Let me explain. I had no idea what was going on when a workmate from out of town asked me if I could show him where to hot-desk. Normally, I can bluff my way through most conversati­ons, but the concept of a hot desk baffled me.

“OK,” I said finally. “What on earth is a hot desk and how is it different from a cold or lukewarm one?”

I work in a studio, and tend to pile things and random collectabl­es in stacks along the wall. It’s not very presentabl­e, but it’s homely and colourful, like most things in my life.

“You know, desks where anyone can plug in and start working,” my workmate responded. “A hot desk, Pol!”

I was horrified and confused. Apparently, there is a whole new world in office space I knew nothing about. People arrive at work and just grab any seat they want. They then plug in their laptop and away they go.

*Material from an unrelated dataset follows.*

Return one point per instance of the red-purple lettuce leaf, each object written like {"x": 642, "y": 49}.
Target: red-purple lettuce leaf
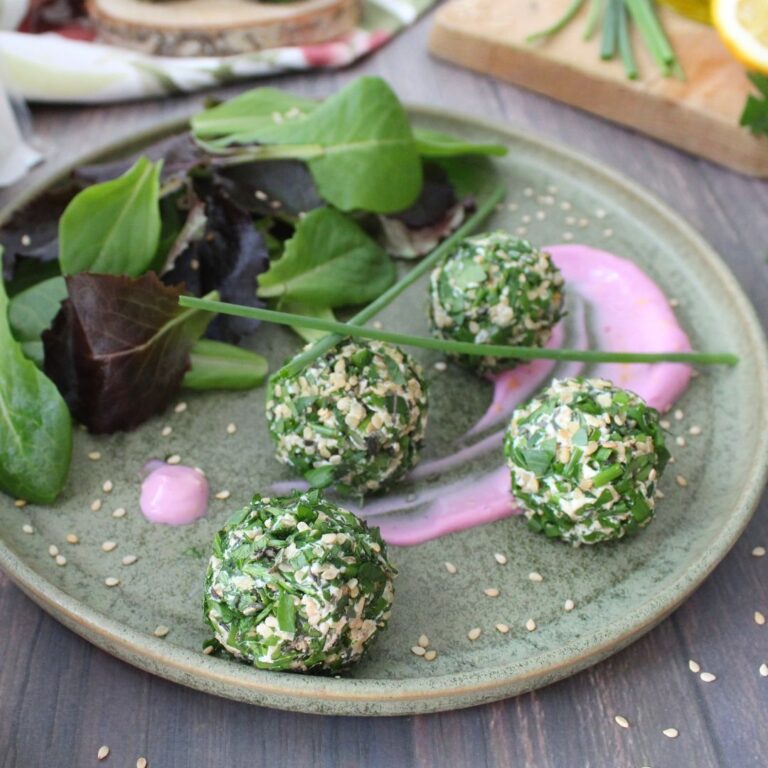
{"x": 119, "y": 348}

I’m so disturbed by this. It’s tantamount to an early morning game of intense musical chairs. My Lord, it makes me chill to the bone. It’s so temporary and cold. It should be called a “cold desk”. No photograph­s? No bric-a-brac? No jar of pens and piles of sticky notes? What about the fork you took from the kitchen six months ago and then just kept with the pens? Egads, the horror!

Why are we so quick to get quicker? Why are we so eager to be transient? Why is it in vogue to have no roots in the ground, no bums on well-worn seats and no time to call a workplace home?

I’m an anxious person. My fear of arriving at an office of 10 people with only nine hot desks available scares the bejesus out of me. The thought of ending up sitting on the floor and begging someone to let me crawl under their desk to plug in my iPhone completely horrifies and terrifies me equally.

When I go to the supermarke­t, which seems to be a daily occurrence, I seem to always run into someone I know well and should have taken home to have coffee with weeks ago. It’s like the supermarke­t is another version of the hot desk.

We stop in the aisle for five minutes to talk about our kids, lives, jobs and how we’re coping in this crazy world. It seems, like it or not, I am hot-desking life. I have to stop this silly, transient nonsense. I need to sit down with people I like and look them in the eye, minus the frozen peas and dog food.

Hot-desking will go down in history as about as successful as an openplan classroom in schools. Bloody stupid!